Aber da ist noch so viel mehr zu sehen, das den alten Gedanken bestätigt, dass nichts so interessant ist wie der Mensch: Jungs und junge Frauen in Kleidern für die Schulabschlussfeier, die wegen Corona gar nicht stattfindet; alleinerziehende Frauen und Männer auf den Bermudas, die sonst immer nur als Urlaubsparadies vorkommen. Freche Burschen, die sich lässig vor einer heruntergekommenen Fassade auf vier Säulen stellen, als wären sie Denkmäler; oder: Links zielt ein Junge mit einem Luftgewehr neben die Fotografin, rechts schmiegt ein Mädchen kleineres Mädchen den Kopf sorgenvoll in saudreckige Spielhände (beides von der genialen Trish Murta).

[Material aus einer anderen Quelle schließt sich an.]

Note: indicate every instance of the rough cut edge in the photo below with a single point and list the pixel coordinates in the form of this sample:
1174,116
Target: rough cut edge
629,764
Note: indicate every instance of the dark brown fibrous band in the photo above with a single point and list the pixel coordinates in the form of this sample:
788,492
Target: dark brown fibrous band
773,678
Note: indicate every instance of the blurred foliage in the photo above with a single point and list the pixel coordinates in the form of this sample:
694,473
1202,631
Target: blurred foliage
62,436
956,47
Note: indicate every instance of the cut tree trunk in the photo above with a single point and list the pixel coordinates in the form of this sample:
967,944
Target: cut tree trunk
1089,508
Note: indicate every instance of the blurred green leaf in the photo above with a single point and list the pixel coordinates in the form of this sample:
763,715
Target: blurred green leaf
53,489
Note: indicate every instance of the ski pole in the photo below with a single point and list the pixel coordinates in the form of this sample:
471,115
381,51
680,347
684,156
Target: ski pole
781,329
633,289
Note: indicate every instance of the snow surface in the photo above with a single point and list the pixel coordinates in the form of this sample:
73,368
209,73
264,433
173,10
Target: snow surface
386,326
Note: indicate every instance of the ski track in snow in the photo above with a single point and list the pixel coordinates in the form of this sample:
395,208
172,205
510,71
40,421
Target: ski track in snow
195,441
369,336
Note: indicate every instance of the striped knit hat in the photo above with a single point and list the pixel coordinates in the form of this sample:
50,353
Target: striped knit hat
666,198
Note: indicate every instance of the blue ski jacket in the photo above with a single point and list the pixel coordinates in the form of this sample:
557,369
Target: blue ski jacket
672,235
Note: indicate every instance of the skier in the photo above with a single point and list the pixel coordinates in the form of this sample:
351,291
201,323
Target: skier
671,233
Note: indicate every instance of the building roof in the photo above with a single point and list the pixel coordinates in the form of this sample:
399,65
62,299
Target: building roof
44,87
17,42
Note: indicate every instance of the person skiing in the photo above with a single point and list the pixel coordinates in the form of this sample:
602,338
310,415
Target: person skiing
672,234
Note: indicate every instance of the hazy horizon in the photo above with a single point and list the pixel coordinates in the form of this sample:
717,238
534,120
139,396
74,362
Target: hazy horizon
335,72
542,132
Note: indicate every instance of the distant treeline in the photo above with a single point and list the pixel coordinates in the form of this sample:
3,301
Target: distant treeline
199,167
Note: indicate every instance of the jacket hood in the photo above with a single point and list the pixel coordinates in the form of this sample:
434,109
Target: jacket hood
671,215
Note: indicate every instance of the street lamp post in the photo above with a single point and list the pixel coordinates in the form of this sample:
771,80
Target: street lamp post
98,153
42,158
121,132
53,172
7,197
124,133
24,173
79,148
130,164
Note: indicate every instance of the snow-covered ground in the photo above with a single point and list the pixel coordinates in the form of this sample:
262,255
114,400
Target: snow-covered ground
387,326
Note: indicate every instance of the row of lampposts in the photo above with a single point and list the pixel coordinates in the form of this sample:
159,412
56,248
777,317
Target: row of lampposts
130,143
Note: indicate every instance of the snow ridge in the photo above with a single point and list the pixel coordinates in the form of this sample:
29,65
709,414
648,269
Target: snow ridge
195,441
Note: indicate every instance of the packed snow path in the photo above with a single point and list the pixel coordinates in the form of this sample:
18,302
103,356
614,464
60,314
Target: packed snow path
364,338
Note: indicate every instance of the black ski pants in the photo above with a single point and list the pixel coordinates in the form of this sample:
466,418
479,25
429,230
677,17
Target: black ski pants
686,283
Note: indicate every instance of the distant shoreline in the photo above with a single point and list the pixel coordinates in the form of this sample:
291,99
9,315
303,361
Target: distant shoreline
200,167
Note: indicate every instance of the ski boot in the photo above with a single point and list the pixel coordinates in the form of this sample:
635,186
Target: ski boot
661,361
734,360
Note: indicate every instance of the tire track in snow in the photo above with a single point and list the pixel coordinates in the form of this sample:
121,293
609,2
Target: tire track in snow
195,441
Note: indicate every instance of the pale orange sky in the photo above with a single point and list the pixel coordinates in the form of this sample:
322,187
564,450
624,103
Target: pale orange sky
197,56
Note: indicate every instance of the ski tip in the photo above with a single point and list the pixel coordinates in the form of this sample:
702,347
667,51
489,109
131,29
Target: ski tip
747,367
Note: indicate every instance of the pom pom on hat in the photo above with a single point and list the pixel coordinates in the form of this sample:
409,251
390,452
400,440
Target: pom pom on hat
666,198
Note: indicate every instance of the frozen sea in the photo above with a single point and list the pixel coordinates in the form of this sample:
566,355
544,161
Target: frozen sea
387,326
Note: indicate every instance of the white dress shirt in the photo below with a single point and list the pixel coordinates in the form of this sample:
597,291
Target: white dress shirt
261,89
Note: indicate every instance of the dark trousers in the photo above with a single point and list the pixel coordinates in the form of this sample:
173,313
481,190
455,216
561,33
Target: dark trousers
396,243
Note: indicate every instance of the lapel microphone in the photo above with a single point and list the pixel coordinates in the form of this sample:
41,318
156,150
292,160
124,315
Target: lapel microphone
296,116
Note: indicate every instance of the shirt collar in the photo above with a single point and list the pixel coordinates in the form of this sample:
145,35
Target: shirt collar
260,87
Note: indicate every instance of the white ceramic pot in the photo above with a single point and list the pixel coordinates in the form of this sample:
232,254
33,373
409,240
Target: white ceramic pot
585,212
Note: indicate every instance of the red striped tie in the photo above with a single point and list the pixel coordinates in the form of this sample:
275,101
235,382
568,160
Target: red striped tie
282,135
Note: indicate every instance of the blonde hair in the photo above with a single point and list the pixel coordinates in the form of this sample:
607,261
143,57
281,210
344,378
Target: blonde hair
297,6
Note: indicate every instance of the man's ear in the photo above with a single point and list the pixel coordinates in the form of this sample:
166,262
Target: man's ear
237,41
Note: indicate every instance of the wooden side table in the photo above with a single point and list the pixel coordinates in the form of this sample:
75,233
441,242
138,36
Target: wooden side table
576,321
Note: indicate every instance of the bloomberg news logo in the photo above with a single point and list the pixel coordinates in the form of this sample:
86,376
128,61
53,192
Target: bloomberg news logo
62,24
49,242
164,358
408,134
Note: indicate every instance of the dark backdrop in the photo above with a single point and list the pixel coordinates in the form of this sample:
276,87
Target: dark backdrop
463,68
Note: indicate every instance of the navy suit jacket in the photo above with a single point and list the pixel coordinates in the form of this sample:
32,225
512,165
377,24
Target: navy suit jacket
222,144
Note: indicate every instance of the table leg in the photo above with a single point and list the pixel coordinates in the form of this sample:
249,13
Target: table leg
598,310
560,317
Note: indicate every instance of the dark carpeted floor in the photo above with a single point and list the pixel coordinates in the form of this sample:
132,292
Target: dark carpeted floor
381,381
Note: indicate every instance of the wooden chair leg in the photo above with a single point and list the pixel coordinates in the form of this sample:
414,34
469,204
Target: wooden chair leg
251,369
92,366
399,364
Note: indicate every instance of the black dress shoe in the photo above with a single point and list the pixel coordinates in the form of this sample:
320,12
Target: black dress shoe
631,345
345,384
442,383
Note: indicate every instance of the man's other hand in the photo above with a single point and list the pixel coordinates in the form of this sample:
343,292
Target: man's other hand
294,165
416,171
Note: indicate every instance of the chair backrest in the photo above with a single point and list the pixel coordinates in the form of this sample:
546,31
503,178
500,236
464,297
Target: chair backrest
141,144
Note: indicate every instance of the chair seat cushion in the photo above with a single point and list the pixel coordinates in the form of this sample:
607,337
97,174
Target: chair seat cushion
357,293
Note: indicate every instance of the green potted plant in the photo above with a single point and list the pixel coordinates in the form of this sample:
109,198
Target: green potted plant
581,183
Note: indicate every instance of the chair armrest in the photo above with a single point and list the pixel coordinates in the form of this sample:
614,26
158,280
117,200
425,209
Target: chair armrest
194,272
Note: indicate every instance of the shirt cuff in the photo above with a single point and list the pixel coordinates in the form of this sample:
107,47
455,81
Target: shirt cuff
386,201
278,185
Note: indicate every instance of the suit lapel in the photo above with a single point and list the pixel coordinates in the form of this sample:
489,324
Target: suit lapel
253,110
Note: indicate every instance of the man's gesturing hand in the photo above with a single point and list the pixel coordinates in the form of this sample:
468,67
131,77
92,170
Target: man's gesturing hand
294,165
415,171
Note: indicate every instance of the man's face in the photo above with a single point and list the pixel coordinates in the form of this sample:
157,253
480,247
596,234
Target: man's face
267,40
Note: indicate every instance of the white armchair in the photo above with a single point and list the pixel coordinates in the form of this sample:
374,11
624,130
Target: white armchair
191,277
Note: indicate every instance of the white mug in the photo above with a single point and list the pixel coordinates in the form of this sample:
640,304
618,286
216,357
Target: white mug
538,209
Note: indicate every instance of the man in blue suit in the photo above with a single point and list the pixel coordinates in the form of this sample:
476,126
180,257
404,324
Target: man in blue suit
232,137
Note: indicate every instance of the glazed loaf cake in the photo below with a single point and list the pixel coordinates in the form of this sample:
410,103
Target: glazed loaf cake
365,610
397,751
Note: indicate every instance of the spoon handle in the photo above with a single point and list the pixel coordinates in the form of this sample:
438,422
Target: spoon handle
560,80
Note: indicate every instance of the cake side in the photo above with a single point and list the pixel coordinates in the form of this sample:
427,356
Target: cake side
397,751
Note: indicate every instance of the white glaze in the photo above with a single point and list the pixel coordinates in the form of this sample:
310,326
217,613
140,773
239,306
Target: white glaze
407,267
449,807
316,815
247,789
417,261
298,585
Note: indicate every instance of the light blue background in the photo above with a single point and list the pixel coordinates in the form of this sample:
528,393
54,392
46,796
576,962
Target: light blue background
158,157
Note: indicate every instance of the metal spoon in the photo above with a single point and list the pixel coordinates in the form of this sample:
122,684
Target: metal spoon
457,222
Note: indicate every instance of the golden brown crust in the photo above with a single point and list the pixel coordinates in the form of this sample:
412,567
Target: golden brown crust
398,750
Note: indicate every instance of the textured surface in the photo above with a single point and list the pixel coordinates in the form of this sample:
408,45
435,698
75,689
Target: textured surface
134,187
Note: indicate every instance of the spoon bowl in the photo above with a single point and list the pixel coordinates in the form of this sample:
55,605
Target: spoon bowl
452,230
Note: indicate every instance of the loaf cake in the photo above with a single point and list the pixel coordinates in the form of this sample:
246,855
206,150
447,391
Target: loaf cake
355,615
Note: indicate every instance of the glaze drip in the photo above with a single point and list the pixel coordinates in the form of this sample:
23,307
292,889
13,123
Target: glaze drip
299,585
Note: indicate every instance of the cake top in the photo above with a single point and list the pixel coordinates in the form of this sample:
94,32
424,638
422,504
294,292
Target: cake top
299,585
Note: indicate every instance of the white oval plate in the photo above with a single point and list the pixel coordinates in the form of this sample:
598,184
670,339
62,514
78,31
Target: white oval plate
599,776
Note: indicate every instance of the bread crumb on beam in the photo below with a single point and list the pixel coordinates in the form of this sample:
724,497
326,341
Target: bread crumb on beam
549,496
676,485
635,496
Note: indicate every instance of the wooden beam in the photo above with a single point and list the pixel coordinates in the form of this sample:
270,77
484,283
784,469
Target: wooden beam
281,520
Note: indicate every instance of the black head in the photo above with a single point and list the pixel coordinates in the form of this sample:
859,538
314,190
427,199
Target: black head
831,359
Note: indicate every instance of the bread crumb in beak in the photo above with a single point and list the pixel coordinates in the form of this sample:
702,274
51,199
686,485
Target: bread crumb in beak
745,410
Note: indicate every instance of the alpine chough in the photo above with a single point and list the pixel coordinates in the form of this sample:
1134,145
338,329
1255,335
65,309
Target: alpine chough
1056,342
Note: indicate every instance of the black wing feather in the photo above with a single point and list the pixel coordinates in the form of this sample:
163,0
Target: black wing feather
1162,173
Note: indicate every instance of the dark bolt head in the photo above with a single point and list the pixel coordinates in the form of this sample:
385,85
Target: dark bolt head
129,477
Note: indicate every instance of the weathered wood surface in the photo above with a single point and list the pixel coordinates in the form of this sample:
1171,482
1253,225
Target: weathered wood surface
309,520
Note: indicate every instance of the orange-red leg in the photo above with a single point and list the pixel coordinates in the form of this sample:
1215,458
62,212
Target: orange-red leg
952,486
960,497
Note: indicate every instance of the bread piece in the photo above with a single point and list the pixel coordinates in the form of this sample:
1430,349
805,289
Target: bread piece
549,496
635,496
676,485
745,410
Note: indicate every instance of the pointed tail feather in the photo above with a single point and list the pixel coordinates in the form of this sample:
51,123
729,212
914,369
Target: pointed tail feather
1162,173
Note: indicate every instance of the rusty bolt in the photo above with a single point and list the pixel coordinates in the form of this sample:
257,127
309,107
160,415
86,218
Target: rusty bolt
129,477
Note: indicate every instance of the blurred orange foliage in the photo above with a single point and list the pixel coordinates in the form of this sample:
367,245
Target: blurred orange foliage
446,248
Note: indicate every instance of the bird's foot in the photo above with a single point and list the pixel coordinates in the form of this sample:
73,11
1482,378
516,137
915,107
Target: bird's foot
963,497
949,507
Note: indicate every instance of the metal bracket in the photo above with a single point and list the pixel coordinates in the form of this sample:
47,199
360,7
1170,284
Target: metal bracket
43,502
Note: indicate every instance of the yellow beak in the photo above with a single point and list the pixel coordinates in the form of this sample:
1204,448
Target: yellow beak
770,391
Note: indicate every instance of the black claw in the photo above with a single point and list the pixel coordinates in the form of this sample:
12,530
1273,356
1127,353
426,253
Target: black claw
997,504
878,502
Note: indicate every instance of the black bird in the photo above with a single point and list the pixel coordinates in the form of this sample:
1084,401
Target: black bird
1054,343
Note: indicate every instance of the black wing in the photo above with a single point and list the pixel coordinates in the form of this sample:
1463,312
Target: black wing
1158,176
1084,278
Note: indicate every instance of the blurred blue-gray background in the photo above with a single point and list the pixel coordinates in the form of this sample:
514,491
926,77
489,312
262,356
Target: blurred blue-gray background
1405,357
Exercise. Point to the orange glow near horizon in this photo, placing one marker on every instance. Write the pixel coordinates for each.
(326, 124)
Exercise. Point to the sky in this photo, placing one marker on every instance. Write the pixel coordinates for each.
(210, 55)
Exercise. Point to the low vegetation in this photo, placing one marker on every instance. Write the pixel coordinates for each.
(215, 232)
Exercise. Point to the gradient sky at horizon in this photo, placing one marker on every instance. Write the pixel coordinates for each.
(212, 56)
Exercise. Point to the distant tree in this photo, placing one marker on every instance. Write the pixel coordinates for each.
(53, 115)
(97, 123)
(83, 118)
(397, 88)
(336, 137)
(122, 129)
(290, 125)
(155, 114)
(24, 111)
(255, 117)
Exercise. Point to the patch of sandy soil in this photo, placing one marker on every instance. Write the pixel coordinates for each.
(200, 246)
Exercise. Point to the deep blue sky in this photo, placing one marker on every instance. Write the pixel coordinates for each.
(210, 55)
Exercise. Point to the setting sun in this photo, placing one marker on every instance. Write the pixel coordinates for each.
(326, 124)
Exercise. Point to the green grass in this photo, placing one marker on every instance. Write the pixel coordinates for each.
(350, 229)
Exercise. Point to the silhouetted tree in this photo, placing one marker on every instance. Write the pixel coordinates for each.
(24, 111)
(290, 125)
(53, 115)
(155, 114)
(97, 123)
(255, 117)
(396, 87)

Tessa Bunney macht Jagd auf Jäger
Anna Fox hat Ende der 80er-Jahre Menschen am Arbeitsplatz überraschend schrill fotografiert, Elaine Constantine hat es auf ungemein ausdrucksstarke Gesichter abgesehen und Tessa Bunney macht fotografisch Jagd auf Jäger. Von Sarah Maple wiederum gibt es herrlich ironische Feminismus-Plakate, und bei Michelle Sank lesen wir in den Fragebögen, die sie den fotografierten 16-Jährigen ihrer Bilder gab, Sätze wie „Manchmal habe ich das Gefühl, ich werde keinen Erfolg haben im Leben“.
Und wenn man unterm Dach des Schlosses bei Eliza Hatch angekommen ist, weiß man, dass es bei ihrem Thema eigentlich nur einen weiblichen Blick geben kann: Sie fotografiert Frauen, die von sexuellen Belästigungen erzählen – und ihre Bilder sind eine vorwurfs- wie würdevolle Antwort darauf.